With that out of the way, I came across this interesting article recently: https://www.chiangraitimes.com/tourism/expats-changing-their-minds-and-relocating-to-vietnam/
The core point of the article is that, as Thailand tightens up its visa system and the cost of living increases, a large number of Western expats are trading it in for life in Vietnam.
This is interesting to me because, until recently, I never viewed Vietnam as an equally nice place to live as Thailand. Thailand, to me, always had a fairly significant advantage over its neighbors, with the exception of Malaysia — which is a place I’ve always enjoyed visiting, but have no particularly desire to move to.
Well, the times are changing and, as the article says, many people are leaving Thailand for greener (or, I should say “redder,” considering the national colors of Vietnam) pastures.
Part of this is due to the changes in visas, which, as the article says, have become frustrating recently. The last time I visited Thailand I was quizzed by immigration about whether or not I planned to work in the country on a tourist visa despite having been out of the country for almost four months at a time.

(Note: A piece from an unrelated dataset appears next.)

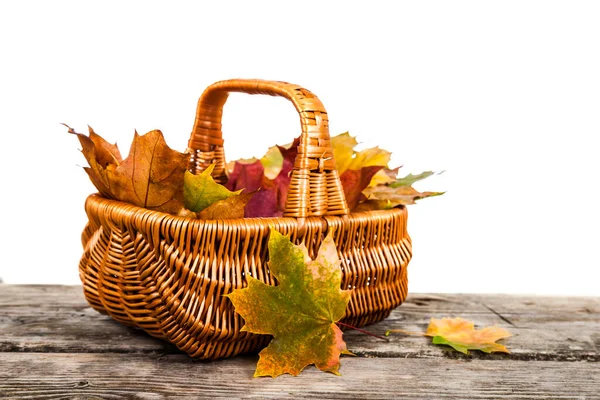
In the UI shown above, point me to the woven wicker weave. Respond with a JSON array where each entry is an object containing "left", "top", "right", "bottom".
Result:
[{"left": 79, "top": 80, "right": 411, "bottom": 359}]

I’m not the only person that has experienced this, by the way. After talking to a number of friends that either travel to Thailand often or live there on-and-off using tourist visas (none of whom work illegally in Thailand), others have had similar experiences.
Another factor that’s undoubtedly causing this exodus is the overly strong Thai baht. When I first moved to Thailand, one US dollar bought almost 40 baht. Today, it barely gets you 30 baht. Along with this strong currency there’s also been a huge increase in costs, meaning that an item that cost 100 baht ($2.50 USD about a decade ago) may now cost 200 baht ($6.70, at the current exchange rate).
You can see this huge change in currency value here (select the 10 year chart to see recent changes). Needless to say, this is a massive factor for many expats who earn in a foreign currency, or live on a fixed income pension.
The third factor, that I think is not adequately mentioned, is the big increase in livability in Thailand’s neighbors, particularly Vietnam.
The first time I visited Vietnam, which is more than 10 years ago now, the country wasn’t very developed. There were few apartments similar to those found in Thailand and the prices for those that were available was higher than in places like Bangkok or Chiang Mai, I assume as a result of the limited supply.
The same was true of supermarkets and other essentials. There were few Western quality supermarkets and the few that were available were often overpriced. Similar story with dining options, things to do, travel opportunities and so on.
Compare that to today. A quick glance at a real estate agency website such as RentPro shows countless apartment buildings near identical to those in Bangkok, usually at prices about 30% lower. Big C, a Thai company, has expanded massively into Vietnam, along with a wide range of other supermarket brands. There are malls everywhere, including the extremely impressive Saigon Center in District 1 of Saigon.
Put simply, Thailand’s competition (at least from the perspective of a destination for Western expats) is starting to catch up with it. While there’s still a gap between Thailand and Vietnam, it’s nowhere near as large as it used to be.
With Thailand largely stagnating economically, there could eventually come a time when Vietnam becomes the predominant destination for Western expats in Asia. Will that come soon? Most likely not, although the outflow of productive, often talented people from Thailand doesn’t seem to be slowing down.